Cao Lei

Personal information
- Born: 24 December 1983 (age 42) Qinhuangdao, Hebei
- Height: 1.68 m (5 ft 6 in)
- Weight: 75 kg (165 lb)

Sport
- Country: China
- Sport: Weightlifting
- Event: Women's 75 kg

Medal record
Olympic Games
| Disqualified | 2008 Beijing | 75 kg |
World Championships
| Gold medal – first place | 2006 Santo Domingo | 75 kg |
| Gold medal – first place | 2007 Chiang Mai | 75 kg |
| Silver medal – second place | 2009 Goyang | 75 kg |
Asian Games
| Gold medal – first place | 2006 Doha | 75 kg |
| Silver medal – second place | 2010 Guangzhou | -75 kg |
Chinese National Games
| Gold medal – first place | 2009 Shandong | 75 kg |
East Asian Games
| Gold medal – first place | 2005 Macau | 69 kg |
| Gold medal – first place | 2009 Hong Kong | 75 kg |

= Cao Lei =

Chinese weightlifter (born 1983)

Cao Lei (曹磊 (Cáo Lěi); born 24 December 1983 in Qinhuangdao, Hebei) is a Chinese weightlifter. She was born in north China's Hebei Province and was raised in the northeastern Heilongjiang Province.

==Career==
Cao Lei started weightlifting training at the age of 11 and attended Daging City sports school in 1997 when she was selected to the Heilongjiang province weightlifting team coached by Qixi Fu.

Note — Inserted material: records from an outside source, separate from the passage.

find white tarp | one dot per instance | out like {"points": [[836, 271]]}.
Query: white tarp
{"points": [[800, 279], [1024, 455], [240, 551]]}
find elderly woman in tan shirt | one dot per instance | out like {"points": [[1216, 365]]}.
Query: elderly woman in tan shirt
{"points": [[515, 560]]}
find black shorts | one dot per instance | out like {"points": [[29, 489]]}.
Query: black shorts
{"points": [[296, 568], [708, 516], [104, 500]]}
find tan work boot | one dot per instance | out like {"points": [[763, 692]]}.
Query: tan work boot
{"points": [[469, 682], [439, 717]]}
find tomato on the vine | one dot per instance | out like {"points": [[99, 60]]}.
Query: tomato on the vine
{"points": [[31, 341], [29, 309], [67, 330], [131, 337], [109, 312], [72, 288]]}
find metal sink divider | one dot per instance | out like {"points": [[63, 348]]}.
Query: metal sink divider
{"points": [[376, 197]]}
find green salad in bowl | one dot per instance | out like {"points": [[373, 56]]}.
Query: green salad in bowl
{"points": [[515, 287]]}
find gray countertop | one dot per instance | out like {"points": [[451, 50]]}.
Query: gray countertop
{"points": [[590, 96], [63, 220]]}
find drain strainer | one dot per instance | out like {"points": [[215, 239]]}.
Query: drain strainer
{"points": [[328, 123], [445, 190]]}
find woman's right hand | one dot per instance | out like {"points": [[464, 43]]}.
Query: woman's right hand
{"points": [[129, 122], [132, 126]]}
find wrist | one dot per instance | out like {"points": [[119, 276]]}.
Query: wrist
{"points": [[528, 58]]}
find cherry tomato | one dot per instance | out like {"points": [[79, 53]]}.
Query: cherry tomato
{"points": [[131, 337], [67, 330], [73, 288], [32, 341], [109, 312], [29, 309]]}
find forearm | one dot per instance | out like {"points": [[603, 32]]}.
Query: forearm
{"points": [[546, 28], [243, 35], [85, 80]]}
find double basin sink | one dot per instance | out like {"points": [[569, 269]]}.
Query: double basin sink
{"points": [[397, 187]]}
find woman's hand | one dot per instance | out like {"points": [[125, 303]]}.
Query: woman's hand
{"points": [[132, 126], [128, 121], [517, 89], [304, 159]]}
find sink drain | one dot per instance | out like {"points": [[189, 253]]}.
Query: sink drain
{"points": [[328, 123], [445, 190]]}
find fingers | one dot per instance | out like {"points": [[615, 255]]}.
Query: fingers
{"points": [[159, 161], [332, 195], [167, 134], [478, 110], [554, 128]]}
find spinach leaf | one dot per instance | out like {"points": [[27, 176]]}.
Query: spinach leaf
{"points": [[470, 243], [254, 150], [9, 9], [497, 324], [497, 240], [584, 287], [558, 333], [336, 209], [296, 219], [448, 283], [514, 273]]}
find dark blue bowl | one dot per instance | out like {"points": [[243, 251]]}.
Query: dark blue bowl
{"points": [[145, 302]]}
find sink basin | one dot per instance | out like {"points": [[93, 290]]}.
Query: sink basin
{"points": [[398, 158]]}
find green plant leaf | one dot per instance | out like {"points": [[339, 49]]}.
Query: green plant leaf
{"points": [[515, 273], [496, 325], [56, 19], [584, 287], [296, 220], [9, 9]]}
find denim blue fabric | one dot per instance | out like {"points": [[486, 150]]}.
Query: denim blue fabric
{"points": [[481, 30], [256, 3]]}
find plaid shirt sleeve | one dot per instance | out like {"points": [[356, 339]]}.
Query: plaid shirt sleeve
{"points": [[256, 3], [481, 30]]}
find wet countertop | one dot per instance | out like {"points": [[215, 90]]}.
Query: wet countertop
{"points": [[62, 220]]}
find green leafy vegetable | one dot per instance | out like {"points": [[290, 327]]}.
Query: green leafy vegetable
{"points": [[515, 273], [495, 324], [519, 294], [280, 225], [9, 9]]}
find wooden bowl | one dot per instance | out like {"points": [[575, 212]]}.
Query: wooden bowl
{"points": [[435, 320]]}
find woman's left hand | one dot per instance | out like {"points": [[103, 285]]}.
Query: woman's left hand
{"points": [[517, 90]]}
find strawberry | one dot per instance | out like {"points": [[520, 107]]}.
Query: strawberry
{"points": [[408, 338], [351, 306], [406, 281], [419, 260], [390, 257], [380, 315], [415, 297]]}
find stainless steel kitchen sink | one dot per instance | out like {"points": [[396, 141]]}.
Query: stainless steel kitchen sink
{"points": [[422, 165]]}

After winning the national championships, Lei made her debut in the international field in 2001 in the Asian Championships 63 kilo category by winning gold with a result of 107.5 kg (a junior world record at the time) in snatch, and 127.5 kg in clean and jerk, totaling 235 kg. The next year she started training with the national team under the supervision of Ma Wenhui. She moved up to the 69 kilo weight class, in which she won the junior world championships 2003 with a 105+140 kg performance.

In 2005 Cao placed fourth in the National Games, and later in the year won gold in the East Asian Games. The next year she moved up one weight class and participated in the women's -75 kg at the 2006 World Weightlifting Championships and won the gold medal, snatching 118 kg and clean and jerking an additional 150 kg for a total of 268 kg. Later the same year, she took gold in the Asian Games, besting her year ranking mark to 120 kg in the snatch and 152 kg in the clean and jerk.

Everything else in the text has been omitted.